Gece kör, sokaklar ıssız, kaldırımlar soğuk
Yorgun kalbin sanki son atışı gibiydi.
Niçin bu acele? Fani dünyada kim kalır?
Ceylanın avcıdan kaçışı gibiydi.
Eş, dost acı haberi tez alır.
Dünyaya veda eden bakış gibiydi.
Sedyeye uzanan yorgun beden
Yıllarca sürecek yatış gibiydi.
Camide okunan Fatihalar, Yasinler
Melekler yurduna akış gibiydi.
Gurbet ellerde geçen koca bir ömür,
Seccadendeki desen, nakış gibiydi.
Ekimin yedisindeki hastane havası
Ne ilkbahar ne güz, Zemherideki kış gibiydi.
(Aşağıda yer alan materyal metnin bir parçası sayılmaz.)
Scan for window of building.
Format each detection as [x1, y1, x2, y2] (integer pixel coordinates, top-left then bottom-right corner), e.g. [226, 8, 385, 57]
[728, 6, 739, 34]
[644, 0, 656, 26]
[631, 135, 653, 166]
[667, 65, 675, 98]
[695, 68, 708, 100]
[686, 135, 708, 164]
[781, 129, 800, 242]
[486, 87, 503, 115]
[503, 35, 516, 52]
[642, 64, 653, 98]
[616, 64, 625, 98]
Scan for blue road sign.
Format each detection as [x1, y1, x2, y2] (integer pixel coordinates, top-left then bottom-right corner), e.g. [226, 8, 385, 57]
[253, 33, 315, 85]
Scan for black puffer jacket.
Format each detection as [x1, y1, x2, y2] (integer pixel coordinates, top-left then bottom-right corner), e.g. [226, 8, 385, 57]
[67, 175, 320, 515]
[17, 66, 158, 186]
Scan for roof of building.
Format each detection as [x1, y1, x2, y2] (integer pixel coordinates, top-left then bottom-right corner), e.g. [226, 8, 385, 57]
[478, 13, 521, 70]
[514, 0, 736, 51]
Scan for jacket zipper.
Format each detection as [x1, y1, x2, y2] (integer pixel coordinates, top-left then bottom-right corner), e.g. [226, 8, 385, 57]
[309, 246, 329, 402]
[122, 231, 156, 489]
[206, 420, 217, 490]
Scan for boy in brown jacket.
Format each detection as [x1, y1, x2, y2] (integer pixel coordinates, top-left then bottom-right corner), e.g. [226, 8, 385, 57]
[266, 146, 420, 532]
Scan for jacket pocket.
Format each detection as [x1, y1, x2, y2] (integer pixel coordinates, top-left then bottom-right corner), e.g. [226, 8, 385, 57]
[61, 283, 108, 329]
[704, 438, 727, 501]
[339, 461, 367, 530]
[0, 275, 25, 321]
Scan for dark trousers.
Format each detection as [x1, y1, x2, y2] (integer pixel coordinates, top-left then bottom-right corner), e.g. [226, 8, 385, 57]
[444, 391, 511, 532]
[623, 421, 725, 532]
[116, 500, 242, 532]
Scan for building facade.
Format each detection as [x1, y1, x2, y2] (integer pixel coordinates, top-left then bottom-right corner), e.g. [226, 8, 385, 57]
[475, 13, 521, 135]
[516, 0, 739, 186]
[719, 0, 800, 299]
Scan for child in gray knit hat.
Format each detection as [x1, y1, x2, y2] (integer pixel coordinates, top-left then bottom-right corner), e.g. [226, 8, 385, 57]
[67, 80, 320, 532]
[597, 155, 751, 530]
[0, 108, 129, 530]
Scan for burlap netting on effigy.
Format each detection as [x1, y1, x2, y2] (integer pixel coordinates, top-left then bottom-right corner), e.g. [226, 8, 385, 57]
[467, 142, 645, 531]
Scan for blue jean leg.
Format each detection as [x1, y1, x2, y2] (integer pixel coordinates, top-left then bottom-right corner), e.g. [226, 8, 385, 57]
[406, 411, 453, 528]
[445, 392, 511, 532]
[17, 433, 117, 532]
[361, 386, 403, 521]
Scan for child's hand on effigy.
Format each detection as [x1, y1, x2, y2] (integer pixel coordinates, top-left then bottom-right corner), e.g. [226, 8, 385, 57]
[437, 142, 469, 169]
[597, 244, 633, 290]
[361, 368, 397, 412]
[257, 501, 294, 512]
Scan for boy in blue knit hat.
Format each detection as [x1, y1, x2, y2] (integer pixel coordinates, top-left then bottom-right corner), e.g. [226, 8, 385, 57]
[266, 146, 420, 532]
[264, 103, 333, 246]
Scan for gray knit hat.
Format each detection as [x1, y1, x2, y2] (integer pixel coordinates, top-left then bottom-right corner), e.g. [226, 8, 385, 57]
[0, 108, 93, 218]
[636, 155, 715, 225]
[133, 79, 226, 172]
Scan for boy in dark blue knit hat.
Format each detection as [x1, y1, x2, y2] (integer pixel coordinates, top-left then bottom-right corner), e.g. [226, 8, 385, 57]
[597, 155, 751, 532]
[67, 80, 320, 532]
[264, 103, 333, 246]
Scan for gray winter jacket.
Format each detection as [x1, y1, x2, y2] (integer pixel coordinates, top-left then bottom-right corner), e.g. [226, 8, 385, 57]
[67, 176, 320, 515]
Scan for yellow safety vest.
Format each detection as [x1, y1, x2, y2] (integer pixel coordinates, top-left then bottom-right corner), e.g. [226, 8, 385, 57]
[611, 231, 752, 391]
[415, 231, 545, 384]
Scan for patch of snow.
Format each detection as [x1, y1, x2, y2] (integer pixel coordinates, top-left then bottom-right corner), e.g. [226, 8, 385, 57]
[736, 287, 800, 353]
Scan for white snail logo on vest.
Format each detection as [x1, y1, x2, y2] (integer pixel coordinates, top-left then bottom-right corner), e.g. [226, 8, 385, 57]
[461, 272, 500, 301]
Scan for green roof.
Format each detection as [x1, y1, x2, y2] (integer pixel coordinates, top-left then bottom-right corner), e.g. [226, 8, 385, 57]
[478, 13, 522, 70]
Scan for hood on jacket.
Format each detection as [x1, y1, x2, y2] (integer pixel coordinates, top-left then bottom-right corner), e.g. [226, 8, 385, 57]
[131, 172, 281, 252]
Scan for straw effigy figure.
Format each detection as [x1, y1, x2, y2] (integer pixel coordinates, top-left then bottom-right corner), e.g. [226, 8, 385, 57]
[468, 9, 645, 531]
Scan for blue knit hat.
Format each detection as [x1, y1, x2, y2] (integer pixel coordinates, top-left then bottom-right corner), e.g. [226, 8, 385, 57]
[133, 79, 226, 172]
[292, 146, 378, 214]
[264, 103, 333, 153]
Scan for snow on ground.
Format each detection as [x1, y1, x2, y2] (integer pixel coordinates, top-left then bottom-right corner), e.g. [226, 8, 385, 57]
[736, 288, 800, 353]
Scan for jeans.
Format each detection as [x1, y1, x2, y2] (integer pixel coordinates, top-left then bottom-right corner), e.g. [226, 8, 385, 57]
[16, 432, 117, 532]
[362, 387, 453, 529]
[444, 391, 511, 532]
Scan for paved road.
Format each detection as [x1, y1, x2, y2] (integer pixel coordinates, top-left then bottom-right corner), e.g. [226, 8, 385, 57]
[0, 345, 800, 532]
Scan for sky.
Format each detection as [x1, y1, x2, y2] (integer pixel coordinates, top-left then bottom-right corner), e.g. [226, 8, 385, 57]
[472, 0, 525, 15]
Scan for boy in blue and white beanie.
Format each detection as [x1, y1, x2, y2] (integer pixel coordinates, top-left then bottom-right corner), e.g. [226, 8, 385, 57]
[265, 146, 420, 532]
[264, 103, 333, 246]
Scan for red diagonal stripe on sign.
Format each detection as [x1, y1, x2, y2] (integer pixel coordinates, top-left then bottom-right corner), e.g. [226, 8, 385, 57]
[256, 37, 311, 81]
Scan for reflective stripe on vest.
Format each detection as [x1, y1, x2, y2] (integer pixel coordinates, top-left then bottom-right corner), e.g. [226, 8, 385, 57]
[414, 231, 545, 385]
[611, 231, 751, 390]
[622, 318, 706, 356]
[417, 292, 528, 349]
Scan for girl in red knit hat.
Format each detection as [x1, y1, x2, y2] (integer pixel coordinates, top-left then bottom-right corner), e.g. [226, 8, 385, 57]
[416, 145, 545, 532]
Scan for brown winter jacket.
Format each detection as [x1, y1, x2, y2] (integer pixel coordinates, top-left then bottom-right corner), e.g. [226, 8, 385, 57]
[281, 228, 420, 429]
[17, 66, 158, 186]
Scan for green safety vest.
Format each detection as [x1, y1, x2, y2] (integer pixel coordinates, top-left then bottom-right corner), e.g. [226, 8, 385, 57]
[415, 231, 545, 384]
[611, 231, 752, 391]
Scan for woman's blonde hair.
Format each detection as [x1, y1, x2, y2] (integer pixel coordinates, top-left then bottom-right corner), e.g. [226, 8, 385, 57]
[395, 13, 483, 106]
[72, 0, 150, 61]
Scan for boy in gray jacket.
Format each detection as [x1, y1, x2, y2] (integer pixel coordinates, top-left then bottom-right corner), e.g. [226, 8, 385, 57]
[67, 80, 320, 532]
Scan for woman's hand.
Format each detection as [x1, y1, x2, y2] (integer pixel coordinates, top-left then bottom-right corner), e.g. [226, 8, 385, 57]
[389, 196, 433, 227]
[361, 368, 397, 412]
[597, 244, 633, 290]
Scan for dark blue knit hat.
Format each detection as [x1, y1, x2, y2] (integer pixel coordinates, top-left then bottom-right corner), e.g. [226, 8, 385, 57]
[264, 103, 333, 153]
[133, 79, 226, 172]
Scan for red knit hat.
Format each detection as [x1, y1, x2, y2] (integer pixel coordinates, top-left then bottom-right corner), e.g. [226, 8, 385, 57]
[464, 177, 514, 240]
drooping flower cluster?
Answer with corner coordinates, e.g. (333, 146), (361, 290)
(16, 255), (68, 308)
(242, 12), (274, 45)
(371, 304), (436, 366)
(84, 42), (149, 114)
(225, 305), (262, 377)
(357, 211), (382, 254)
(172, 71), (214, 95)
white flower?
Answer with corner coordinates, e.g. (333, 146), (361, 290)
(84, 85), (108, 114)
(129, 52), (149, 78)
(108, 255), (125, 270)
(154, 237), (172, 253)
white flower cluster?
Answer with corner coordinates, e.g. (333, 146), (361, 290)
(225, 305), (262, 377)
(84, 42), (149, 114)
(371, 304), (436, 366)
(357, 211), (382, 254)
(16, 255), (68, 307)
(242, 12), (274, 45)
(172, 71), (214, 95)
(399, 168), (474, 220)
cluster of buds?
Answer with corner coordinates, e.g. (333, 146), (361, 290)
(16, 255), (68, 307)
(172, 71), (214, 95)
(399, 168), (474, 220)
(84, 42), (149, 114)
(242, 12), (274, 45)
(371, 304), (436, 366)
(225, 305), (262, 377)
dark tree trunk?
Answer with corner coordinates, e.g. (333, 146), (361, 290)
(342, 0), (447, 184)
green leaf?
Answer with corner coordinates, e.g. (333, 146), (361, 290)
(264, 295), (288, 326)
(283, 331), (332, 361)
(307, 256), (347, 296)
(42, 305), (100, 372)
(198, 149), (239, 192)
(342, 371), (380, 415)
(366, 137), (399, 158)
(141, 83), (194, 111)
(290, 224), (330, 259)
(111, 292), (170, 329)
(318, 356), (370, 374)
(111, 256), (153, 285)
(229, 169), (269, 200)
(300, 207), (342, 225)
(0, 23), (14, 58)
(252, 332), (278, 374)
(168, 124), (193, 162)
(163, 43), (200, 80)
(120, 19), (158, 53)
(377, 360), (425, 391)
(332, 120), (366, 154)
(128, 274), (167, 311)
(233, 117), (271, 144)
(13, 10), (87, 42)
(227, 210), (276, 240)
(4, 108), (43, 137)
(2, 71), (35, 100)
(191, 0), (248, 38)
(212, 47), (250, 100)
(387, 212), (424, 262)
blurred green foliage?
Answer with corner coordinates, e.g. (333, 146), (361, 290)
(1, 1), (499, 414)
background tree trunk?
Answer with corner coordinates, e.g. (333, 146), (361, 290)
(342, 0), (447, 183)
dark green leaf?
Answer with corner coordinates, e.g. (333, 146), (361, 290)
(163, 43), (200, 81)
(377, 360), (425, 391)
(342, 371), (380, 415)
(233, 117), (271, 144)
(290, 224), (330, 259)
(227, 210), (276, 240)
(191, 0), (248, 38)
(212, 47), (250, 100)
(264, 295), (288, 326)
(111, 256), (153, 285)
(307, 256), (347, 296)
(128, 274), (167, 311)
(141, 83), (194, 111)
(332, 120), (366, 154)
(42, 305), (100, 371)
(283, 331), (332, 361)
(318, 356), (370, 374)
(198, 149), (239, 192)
Cümle müminler helallik verdiler.
Hakka uzanan niyaz, yakarış gibiydi.
Dünya mülküne verdiğin değer
Müflis tacirin yaptığı satış gibiydi.
Tabutu omuzlayan mahşeri kalabalık
Gönülden gönüle akış gibiydi.
Senden sonra mahzun kalan Mushaf’ın,
Rabbin Cennetine varış gibiydi.
Ne İbadet, ne de bir kul borcu,
Hepsi tamamdı bu böyle biline.
Dünya bir han, her insan yolcu,
Salih bir kula, iftira atış gibiydi.